Scanner

headerparser.scan_file(fp)[source]

Scan a file for RFC 822-style header fields and return a generator of (name, value) pairs for each header field in the input, plus a (None, body) pair representing the body (if any) after the header section.

See scan_lines() for more information on the exact behavior of the scanner.

Parameters:

fp – A file-like object than can be iterated over to produce lines to pass to scan_lines(). Opening the file in universal newlines mode is recommended.

Return type:

generator of pairs of strings

Raises:
  • MalformedHeaderError – if an invalid header line, i.e., a line without either a colon or leading whitespace, is encountered
  • UnexpectedFoldingError – if a folded (indented) line that is not preceded by a valid header line is encountered
headerparser.scan_lines(iterable)[source]
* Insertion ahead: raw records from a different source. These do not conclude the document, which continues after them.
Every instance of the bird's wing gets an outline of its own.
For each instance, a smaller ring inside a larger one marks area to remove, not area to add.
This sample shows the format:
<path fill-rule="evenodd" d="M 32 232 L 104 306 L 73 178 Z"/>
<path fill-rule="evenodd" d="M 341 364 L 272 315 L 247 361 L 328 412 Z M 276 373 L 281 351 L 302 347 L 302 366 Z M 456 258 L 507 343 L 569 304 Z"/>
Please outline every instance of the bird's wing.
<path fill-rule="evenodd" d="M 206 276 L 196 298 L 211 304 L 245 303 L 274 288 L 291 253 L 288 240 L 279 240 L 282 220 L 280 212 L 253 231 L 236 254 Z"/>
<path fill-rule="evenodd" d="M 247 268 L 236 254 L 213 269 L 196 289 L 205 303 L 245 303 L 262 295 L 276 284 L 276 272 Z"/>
Scan an iterable of lines for RFC 822-style header fields and return a generator of (name, value) pairs for each header field in the input, plus a (None, body) pair representing the body (if any) after the header section.

Each field value is a single string, the concatenation of one or more lines, with leading whitespace on lines after the first preserved. The ending of each line is converted to '\n' (added if there is no ending), and the last line of the field value has its trailing line ending (if any) removed.

Note

“Line ending” here means a CR, LF, or CR LF sequence at the end of one of the lines in iterable. Unicode line separators, along with line endings occurring in the middle of a line, are not treated as line endings and are not trimmed or converted to \n.

All lines after the first blank line are concatenated & yielded as-is in a (None, body) pair. (Note that body lines which do not end with a line terminator will not have one appended.) If there is no empty line in iterable, then no body pair is yielded. If the empty line is the last line in iterable, the body will be the empty string. If the empty line is the first line in iterable, then all other lines will be treated as part of the body and will not be scanned for header fields.

Parameters:

iterable – an iterable of strings representing lines of input

Return type:

generator of pairs of strings

Raises:
  • MalformedHeaderError – if an invalid header line, i.e., a line without either a colon or leading whitespace, is encountered
  • UnexpectedFoldingError – if a folded (indented) line that is not preceded by a valid header line is encountered
headerparser.scan_string(s)[source]

Scan a string for RFC 822-style header fields and return a generator of (name, value) pairs for each header field in the input, plus a (None, body) pair representing the body (if any) after the header section.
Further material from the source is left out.